Again, I'm not a lawyer, but the SEC's case seems pretty compelling.

Coinbase's defense

Coinbase is keen to point out it's not the only player in town when it comes to crypto lending. "Other crypto companies have had lending products on the market for years, and new lending products continue to launch as recently as last month," Grewal wrote in his blog post.

"If you don't want this activity, then simply publish your position, in writing, and enforce it evenly across the industry," Armstrong called out to the SEC on Twitter.

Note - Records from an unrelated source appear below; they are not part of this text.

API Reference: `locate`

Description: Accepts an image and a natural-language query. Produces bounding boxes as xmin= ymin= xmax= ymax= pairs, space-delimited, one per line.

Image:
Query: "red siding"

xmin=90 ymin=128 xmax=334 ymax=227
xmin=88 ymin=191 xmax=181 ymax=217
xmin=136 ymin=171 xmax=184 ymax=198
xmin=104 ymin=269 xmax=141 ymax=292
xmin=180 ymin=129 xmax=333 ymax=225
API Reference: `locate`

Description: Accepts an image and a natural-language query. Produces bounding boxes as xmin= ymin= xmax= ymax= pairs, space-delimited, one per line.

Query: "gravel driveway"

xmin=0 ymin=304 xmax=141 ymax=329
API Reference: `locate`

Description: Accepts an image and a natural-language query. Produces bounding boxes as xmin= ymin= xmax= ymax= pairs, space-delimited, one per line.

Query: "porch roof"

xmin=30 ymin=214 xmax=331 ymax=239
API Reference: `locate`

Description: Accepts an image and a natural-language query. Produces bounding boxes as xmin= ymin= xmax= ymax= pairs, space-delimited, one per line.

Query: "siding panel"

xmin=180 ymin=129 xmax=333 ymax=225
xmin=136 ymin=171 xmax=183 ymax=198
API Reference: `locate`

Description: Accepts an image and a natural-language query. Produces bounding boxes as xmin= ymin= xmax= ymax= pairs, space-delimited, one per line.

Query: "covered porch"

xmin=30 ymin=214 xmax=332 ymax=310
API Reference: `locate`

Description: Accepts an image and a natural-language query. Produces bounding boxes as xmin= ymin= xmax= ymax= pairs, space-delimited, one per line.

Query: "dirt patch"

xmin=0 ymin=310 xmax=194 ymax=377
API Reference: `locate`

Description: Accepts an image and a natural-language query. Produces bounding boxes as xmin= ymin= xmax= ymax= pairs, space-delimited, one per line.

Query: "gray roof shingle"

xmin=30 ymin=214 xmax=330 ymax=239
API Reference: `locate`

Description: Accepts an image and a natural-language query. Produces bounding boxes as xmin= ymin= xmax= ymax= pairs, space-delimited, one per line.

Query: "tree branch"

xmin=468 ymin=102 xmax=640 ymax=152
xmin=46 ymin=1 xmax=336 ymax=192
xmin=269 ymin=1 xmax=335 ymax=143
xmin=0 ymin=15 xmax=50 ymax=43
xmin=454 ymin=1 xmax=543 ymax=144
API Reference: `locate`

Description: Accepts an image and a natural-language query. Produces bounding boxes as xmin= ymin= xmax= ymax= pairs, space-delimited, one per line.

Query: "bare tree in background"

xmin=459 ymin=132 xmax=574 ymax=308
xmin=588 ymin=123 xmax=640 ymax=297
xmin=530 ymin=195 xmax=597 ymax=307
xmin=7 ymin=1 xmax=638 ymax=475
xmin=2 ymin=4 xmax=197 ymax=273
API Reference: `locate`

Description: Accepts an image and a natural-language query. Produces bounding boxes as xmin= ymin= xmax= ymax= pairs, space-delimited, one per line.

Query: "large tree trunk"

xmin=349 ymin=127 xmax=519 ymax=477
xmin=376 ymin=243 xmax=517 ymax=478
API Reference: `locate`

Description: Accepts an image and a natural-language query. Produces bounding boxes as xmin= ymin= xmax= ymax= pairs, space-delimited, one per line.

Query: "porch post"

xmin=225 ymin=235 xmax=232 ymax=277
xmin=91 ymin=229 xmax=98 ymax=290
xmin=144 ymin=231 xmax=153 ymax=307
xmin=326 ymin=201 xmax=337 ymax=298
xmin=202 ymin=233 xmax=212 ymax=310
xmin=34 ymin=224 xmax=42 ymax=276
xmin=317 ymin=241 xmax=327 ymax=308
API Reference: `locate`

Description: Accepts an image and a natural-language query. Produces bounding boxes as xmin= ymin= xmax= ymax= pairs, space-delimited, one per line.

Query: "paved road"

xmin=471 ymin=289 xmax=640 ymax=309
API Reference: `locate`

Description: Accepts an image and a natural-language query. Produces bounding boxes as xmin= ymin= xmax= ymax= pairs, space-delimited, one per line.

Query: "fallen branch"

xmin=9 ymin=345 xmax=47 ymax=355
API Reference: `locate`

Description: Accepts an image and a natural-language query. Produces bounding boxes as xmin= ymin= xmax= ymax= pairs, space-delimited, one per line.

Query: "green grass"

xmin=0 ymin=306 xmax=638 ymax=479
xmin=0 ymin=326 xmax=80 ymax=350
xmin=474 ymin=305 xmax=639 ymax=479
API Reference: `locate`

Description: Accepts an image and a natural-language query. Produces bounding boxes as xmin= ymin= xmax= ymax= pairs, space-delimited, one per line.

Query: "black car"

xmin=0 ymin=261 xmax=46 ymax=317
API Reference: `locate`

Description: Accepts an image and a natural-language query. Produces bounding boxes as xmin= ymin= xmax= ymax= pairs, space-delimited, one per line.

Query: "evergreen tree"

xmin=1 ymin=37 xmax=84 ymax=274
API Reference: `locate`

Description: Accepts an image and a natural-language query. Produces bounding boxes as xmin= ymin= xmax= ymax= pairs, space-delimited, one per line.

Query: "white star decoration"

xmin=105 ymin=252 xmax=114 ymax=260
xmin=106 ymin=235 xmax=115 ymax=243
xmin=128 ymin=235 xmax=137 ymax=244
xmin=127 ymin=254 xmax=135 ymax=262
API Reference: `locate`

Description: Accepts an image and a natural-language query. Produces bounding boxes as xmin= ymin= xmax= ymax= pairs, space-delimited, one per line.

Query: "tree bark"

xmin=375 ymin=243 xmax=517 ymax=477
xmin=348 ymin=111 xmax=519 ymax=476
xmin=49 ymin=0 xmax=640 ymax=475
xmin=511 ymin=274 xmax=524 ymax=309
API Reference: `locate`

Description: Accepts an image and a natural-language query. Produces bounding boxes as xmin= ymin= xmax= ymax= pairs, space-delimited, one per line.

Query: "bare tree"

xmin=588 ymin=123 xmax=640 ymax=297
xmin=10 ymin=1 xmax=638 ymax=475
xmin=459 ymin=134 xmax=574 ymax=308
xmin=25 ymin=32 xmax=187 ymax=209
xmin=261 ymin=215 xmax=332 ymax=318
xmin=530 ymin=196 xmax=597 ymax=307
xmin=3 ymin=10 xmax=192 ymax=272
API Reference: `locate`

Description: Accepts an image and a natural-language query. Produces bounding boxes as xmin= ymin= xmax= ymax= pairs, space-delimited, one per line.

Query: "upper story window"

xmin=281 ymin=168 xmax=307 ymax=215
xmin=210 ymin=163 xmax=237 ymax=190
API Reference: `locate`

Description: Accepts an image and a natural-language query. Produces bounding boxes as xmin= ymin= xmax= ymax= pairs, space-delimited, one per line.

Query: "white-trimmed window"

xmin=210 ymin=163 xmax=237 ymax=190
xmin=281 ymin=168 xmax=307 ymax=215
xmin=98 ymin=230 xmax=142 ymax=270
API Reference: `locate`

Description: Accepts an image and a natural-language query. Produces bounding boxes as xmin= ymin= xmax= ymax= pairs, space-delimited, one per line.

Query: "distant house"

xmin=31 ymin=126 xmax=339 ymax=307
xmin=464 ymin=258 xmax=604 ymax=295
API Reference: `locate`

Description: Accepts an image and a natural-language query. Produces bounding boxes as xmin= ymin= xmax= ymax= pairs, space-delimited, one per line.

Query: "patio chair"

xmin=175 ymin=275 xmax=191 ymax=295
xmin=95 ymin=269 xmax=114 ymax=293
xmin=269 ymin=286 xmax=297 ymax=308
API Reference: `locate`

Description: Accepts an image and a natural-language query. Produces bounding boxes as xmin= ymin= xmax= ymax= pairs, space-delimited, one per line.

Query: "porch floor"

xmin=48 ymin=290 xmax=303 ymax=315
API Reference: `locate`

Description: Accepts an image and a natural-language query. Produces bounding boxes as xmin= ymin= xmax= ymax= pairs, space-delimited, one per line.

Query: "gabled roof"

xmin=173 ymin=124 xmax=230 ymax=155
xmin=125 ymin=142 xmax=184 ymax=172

While Armstrong has a point that there's no official guidance from the SEC, the defense is flimsy, at best. The idea that something shouldn't be illegal just because other people have gotten away with it so far and there's no clear guideline isn't a defense.

Furthermore, competing products haven't been able to escape the law entirely. BlockFi, for example, has been targeted by three states -- New Jersey, Alabama, and Texas -- alleging the crypto-lending platform violates state securities laws.

What it means for investors

If Coinbase goes forward with Lend and the SEC goes forward with a lawsuit, it could establish a precedent that prevents many other lending programs from operating in the United States.

The SEC's reach could even prevent decentralized finance (DeFi) protocols like Aave (CRYPTO: AAVE) and Compound (CRYPTO: COMP) from operating. The tokens of those companies responded in kind after Coinbase announced the SEC's Wells notice -- the price of each dropped sharply. However, DeFi protocols may be exempt from SEC oversight if they're sufficiently decentralized, leading to another line of legal defense for Aave, Compound, and others.

The ability to take collateralized loans is a core piece of DeFi and cryptocurrency investing. Crypto investors need to pay close attention to the dispute because the ramifications could go well beyond Coinbase's lending product.